- 【科】トンボ科
- 【属】ハネビロトンボ属
- 【原名亜種】Tramea transmarina transmarina
- 【和名】ナンヨウヒメハネビロトンボ
- 【学名】Tramea transmarina propinqua
ヒメハネビロトンボより、後ろ基部の黒褐色班が小さく、コモンヒメハネビロトンボよりも広く、ちょうど中間くらい。翅の三角室に黒褐色班がかからないので見分けられる。南西諸島の中で石垣島・宮古島・西表島で生息が確認されている。
オス ♂
2023/5/26 - SONY α99M2 SAL70-300mm F4.5-5.6 G SSMⅡ 300mm 1/400 F5.6 ISO 400
2023/5/26 - SONY α99M2 SAL70-300mm F4.5-5.6 G SSMⅡ 300mm 1/400 F5.6 ISO 400
観 察 記
2023年5月26日 期待どおり
今回の石垣島遠征で、撮影したかった種である。前回の撮影から実に18年ぶりだが、ヒメハネビロと思ってパソコンに埋もれていた写真を発掘するという状況だったのでなおさらだ。生息地に到着し、前回撮影した同じ場所にナンヨウはいた。このハネビロトンボ属は翅で見分けるので、まず撮影して翅の黒褐色班を確認する。そして三角室にその班がかかっていないか確認し、ナンヨウだとわかった。それにしても、14年ぶりの石垣島訪問とあって、そこにいるほとんどの種を撮影するという、せわしない状況。落ち着いて撮影もできず、相変わらずダメ写真の連発だった。
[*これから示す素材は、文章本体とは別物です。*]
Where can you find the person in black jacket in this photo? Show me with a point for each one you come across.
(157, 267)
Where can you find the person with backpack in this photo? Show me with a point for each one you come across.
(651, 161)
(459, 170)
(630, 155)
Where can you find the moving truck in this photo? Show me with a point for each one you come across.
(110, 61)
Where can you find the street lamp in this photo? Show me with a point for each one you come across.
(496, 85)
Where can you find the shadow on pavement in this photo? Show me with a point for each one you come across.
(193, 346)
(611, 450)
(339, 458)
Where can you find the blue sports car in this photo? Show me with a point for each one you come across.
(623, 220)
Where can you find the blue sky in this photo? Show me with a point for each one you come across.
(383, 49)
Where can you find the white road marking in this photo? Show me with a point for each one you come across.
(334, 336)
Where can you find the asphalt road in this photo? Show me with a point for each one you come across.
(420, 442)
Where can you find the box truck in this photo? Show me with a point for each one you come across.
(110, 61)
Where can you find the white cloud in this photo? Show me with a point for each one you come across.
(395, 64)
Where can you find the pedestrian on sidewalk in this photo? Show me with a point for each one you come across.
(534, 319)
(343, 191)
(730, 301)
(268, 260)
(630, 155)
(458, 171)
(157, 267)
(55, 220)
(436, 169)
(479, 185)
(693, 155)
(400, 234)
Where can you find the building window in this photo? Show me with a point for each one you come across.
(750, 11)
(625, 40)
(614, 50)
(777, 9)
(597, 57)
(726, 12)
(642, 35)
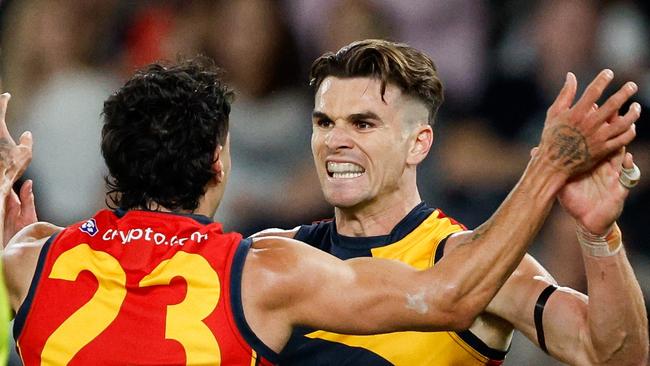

行く前は、撮影種が多いので落ち着いて撮影しようと自分に言い聞かせていたが、現場を見た瞬間にその試みはなくなってしまった。地元では一か所で、いろんな種がいる場所はないので、落ち着いて撮るほうに無理があるのかもしれない。
2005年8月1日 埋もれていた
沖縄本島でハネビロトンボを撮影し、同定作業をするため、今まで撮影したヒメハネビロやコモンヒメハネビロの写真をチェックしていた。一種だけヒメハネビロより黒褐色班が小さい種が出てきた。家にある図鑑を全部出し、ナンヨウヒメハネビロであることがわかった。実に11年間も、パソコンの中にヒメハネビロトンボとして埋もれていたのである。